Tulisan 5 seri dari Analis Pertahanan dan Militer, Dr. Connie Rahakundini Bakrie di Bergelora.com beberapa waktu lalu mendapatkan berbagai respon dari pembaca. Salah satu tanggapan yang cukup penting adalah masukan tulisan dari Lembaga Kajian Indonesia-China (LKIC).
Terjemahan Winoto dari LKIC ini diambil dari sebuah tulisan yang berjudul asli ‘Asal Usul Masalah Laut China Selatan’,–yang dimuat pada tahun 2017 dalam 百度百科 (Baidu Baike: terjemahan bebasnya adalah ‘Encyclopedia Baidu’). Tulisan ini adalah bagian keempat dari 5 seri yang dimuat untuk pembaca Bergelora.com agar mengerti duduk persoalan di Laut China Selatan. (Redaksi)
Oleh: Winoto
SEJARAH penemuan orang-orang China paling awal pada pulau-pulau di Laut China Selatan berawal dari Dinasti Han. Dalam catatan “Benda Asing” Han Timur Yang Fu memiliki catatan “naiknya laut, dengan air dangkal dan banyak batu magnet”. “Laut yang naik” di sini adalah nama orang China untuk Laut China Selatan pada waktu itu, dan “Qidou” adalah nama untuk pulau-pulau, terumbu, pasir, dan pantai di pulau-pulau Laut China Selatan termasuk Kepulauan Xisha dan Kepulauan Nansha pada waktu itu.
“Funan Zhuan” yang ditulis oleh Kang Tai, seorang jenderal dari Tiga Kerajaan (Sam Kok), tidak hanya menyebutkan Kepulauan Nansha, tetapi juga menggambarkan bentuknya: “saat laut naik, sampai ke benua karang, ada Pangu di dasar benua, dan terumbu karang juga dilahirkan di atasnya”.

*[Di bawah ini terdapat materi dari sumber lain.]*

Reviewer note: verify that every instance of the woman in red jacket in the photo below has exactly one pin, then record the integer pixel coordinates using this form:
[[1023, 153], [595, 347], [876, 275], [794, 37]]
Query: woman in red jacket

Selama dinasti Tang dan Song, banyak Karya-karya sejarah geografis telah menamai kepulauan Xisha dan Kepulauan Nansha secara berturut-turut sebagai “Sembilan Ruluozhou”, “Shitang”, “Changsha”, “Jian Li Changsha” (Seribu mil/Li Changsa, Satu Li = Setengah km), “Jian Li Shitang” (Seribu mil/Li Shitang), “Wan Li Changsha” (sepuluh ribu mil/Li Changsa), “Wan Li Shitang” (sepuluh ribu mil/Li Shitang), dan seterusnya.
Dalam dinasti Song, Yuan, Ming dan Qing, ada ratusan buku yang menggambarkan pulau-pulau di Laut China Selatan dengan nama “Shitang” dan “Changsha”.

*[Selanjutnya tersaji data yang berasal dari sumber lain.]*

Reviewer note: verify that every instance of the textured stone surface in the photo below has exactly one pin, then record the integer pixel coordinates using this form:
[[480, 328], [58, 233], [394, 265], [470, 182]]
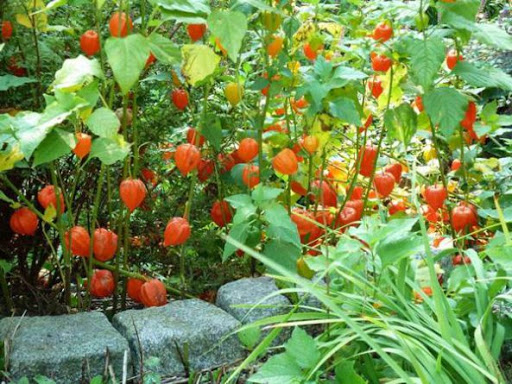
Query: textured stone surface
[[66, 348], [167, 332], [240, 297]]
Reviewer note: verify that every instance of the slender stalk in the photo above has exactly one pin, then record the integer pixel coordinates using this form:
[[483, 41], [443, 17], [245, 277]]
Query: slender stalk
[[381, 138], [5, 291], [95, 210], [27, 202], [65, 251], [441, 171]]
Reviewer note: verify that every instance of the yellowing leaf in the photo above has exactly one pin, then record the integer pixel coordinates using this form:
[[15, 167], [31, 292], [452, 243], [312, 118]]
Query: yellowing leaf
[[50, 213], [7, 160], [334, 29], [199, 62], [40, 20], [400, 71]]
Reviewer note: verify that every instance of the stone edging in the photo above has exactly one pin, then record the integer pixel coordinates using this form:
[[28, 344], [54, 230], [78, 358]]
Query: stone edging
[[184, 335]]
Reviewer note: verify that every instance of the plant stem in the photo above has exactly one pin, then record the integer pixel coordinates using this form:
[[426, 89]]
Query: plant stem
[[92, 229], [65, 251]]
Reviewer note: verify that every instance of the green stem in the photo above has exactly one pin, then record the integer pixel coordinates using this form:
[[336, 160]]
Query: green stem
[[60, 226], [92, 229], [381, 138], [25, 200], [5, 291]]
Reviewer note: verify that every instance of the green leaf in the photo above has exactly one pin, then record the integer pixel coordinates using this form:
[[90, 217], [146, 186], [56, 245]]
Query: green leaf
[[58, 143], [39, 379], [499, 251], [249, 337], [90, 93], [104, 123], [230, 27], [446, 107], [279, 220], [493, 35], [127, 57], [458, 11], [302, 348], [11, 81], [187, 11], [261, 193], [283, 253], [346, 374], [212, 130], [110, 150], [348, 73], [401, 123], [396, 247], [279, 369], [239, 201], [9, 157], [75, 73], [164, 49], [239, 233], [31, 128], [426, 59], [199, 62], [254, 3], [345, 109], [5, 266], [484, 76]]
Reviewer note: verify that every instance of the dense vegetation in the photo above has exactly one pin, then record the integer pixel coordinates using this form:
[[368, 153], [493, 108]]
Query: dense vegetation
[[360, 151]]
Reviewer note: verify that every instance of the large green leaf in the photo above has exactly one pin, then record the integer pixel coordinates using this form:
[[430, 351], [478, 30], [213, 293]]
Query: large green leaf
[[75, 73], [395, 247], [463, 9], [303, 349], [347, 374], [199, 62], [31, 128], [261, 194], [212, 130], [164, 49], [446, 107], [10, 81], [426, 59], [104, 123], [185, 11], [284, 253], [345, 109], [401, 123], [230, 27], [280, 227], [58, 143], [279, 369], [110, 151], [127, 57], [485, 76]]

Pada Dinasti Yuan, catatan lokasi geografis pulau-pulau di Laut China Selatan lebih detail lagi. Buku “Panduan Pulau ke Pulau” karya dari Wang Dayuan berisi “Wan Li Shi Tang, lahir dari Chaozhou, seperti ular, melintasi tengah laut … tempat aslinya, semua dapat dilihat dan diuji. Satu jalur ke Jawa, satu jalur ke Bo Ni dan Gulitimen, satu jalur ke Shi Yang Jia Kun Lun”. “Wan Li Shitang” mengacu pada pulau-pulau di Laut China Selatan termasuk Nansha saat ini.

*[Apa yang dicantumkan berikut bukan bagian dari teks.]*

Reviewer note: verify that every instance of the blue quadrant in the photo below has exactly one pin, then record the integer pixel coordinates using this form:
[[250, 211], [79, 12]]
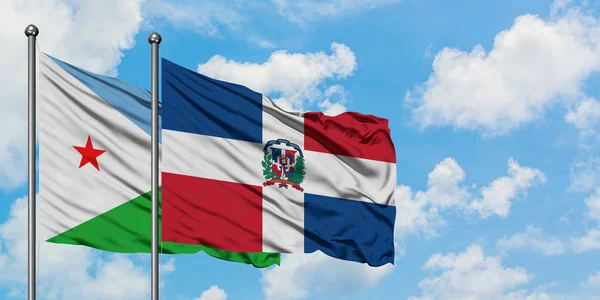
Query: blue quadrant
[[194, 103], [349, 230]]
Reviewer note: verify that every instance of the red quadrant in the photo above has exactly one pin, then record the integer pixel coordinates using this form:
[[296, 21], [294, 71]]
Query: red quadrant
[[209, 212], [349, 134]]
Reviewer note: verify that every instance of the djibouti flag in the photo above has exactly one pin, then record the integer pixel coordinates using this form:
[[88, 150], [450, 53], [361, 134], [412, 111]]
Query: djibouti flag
[[95, 164]]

Pada dinasti Ming, Shitang, Changsha ditandai dalam “Peta Ibukota Campuran Kerajaan Masa Lalu”. Dari posisi yang digambarkan dalam gambar, Shitang adalah Kepulauan Nansha.
Dalam “Buku Ganlu” Dinasti Qing mencatat lokasi spesifik dari nama-nama pulau, karang, pantai, dan benua dari Kepulauan Nansha yang digunakan oleh para nelayan China di Pulau Hainan, diantaranya terhitung 73 nama tempat di kepulauan Nansha.
Pengembangan
Orang-orang China pergi ke Kepulauan Nansha untuk terlibat dalam pengembangan perikanan sejak awal Dinasti Ming. Pada awal Dinasti Ming, para nelayan dari Pelabuhan Haikou, Pelabuhan Puqian, Pelabuhan Qinglan, dan para nelayan dari Kabupaten Wenchang pergi ke Kepulauan Nansha untuk menangkap teripang, kerang dan hasil laut lainnya.
“Panduan Laut China” pada tahun 1868 telah mencatat kegiatan nelayan China di Kepulauan Nansha. Nelayan Hainan mengandalkan hidup dari menangkap teripang dan kerang, disetiap pulau ada jejak-jejaknya. Ada juga orang yang tinggal di terumbu untuk waktu yang lama. Pada musim-musim tertentu ada perahu berlayar ke pulau itu.

Mereka membawa beras dan keperluan lainnya untuk bertukar dengan teripang, kerang dan hasil laut lain dengan para nelayan. Kapal itu meninggalkan Hainan pada bulan Desember atau Januari setiap tahun dan kembali ketika angin barat daya pertama naik.
Sejak akhir Dinasti Qing, Nelayan China dari pulau Hainan dan dari semua bagian Semenanjung Leizhou pergi ke Kepulauan Nansha untuk menangkap ikan, di antara mereka, dari kabupaten Wenchang dan Qionghai adalah yang paling banyak jumlahnya. Setiap tahun, ada lebih dari lusinan hingga beberapa puluh kapal nelayan.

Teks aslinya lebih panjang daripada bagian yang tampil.